Guru Besar Universitas Indonesia (UI) sekaligus Pengamat Pasar Modal, Budi Frensidy, memberikan tanggapan terkait rencana Presiden Republik Indonesia ke-8, Prabowo Subianto, untuk membentuk badan pengelola investasi negara (sovereign wealth fund/SWF) yang diberi nama Daya Anagata Nusantara atau Danantara Indonesia.
Ia menyebut pembentukan tersebut diharapkan dapat berperan sebagai stand by buyer untuk saham-saham di pasar modal. Tak hanya itu, Budi mengatakan kehadiran Danantara bisa dimanfaatkan untuk membentuk market maker atau liquidity provider, khususnya bagi saham BUMN.
Ia juga menyebut hal itu Supaya saham-saham BUMN ini ada market maker-nya atau liquidity provider yang membuat dia tidak mudah jatuh, cenderung lebih mudah naik.
“Karena ada liquidity provider yang punya dana untuk mendukung, untuk murah bisa diambil, murah ambil,” kata Budi saat ditemui di Gedung Bursa Efek Indonesia (BEI), Jakarta, Kamis, (28/11).
Budi juga menyayangkan lembaga keuangan pelat merah, seperti BPJS Ketenagakerjaan (Jamsostek) dan Taspen, saat ini belum optimal berperan sebagai pembeli siaga (stand by buyer) untuk saham-saham emiten BUMN. Menurutnya, jika peran ini diambil, lembaga tersebut bisa menahan penurunan harga saham akibat keluarnya dana asing.
Ia mengatakan dana di Jamsostek mencapai Rp 700 triliun, belum termasuk Taspen, perusahaan asuransi BUMN, dan dana pensiun lainnya. Ia menilai apabila mereka percaya pada BUMN dan menjadi stand by buyer, tentu dampaknya akan positif.

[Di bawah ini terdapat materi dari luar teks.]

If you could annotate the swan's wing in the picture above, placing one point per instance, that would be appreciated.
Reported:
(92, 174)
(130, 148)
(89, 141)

Selain itu, ia menilai pembentukan Danantara tidak akan memberikan dampak signifikan bagi pasar modal selama super holding tersebut belum menjadi perusahaan publik atau melantai di bursa atau bahkan menjadi kapitalisasi pasar terbesar.
“Tapi kalau mau efeknya sebagai katalis positif di bursa efek, ya ada dana masuk,” ungkapnya.
Prabowo Rapat Sampai Malam, Bahas Finalisasi Aturan Hukum Danantara
Presiden Prabowo Subianto mengadakan rapat terbatas di Istana Merdeka, Jakarta, pada Senin (25/11), untuk membahas kelanjutan pembentukan BP Danantara. Beberapa pejabat yang hadir dalam rapat tersebut antara lain Menteri Investasi Rosan Roeslani, Kepala BP Danantara Muliaman Darmansyah Hadad, serta Wakil Kepala BP Danantara Kaharuddin Djenod Daeng Manyambeang. Rosan Roeslani menjelaskan bahwa rapat terbatas kali ini fokus pada penyesuaian pembentukan BP Danantara dengan regulasi yang berlaku.
Presiden menekankan pentingnya memastikan BP Danantara memenuhi aspek legalitas dan kepatuhan terhadap regulasi. Salah satu hal yang menjadi perhatian adalah kepatuhan BP Danantara terhadap regulasi yang mengacu pada Undang-Undang (UU) Nomor 8 Tahun 1995 tentang Pasar Modal.
Berdasarkan dokumen Danantara Indonesia Sovereign Fund, BP Danantara akan berfungsi sebagai pengelola sovereign wealth fund (SWF) dengan dana kelolaan awal sebesar US$ 600 miliar, atau sekitar Rp 9.429,8 triliun, dengan asumsi nilai tukar Rp 15.716 per dolar Amerika Serikat.
Ada tujuh badan usaha milik negara (BUMN) yang bakal masuk ke dalam Danantara, yakni PT Bank Mandiri Tbk (BMRI), PT Bank Rakyat Indonesia Tbk (BBRI), PT PLN, Pertamina, PT Bank Negara Indonesia Tbk (BBNI), PT Telkom Indonesia Tbk (TLKM), dan holding BUMN pertambangan, PT Mineral Industri Indonesia atau MIND ID. Adapun Bank BRI, Bank BNI, Bank Mandiri dan Telkom merupakan BUMN yang terdaftar di pasar modal Bursa Efek Indonesia (BEI).
"Ini kan suatu pekerjaan yang sangat besar dan tentunya juga karena ini melibatkan perusahaan terbuka, maka melibatkan undang-undang pasar modal," kata Rosan dalam keterangan pers seusai pertemuan dengan presiden.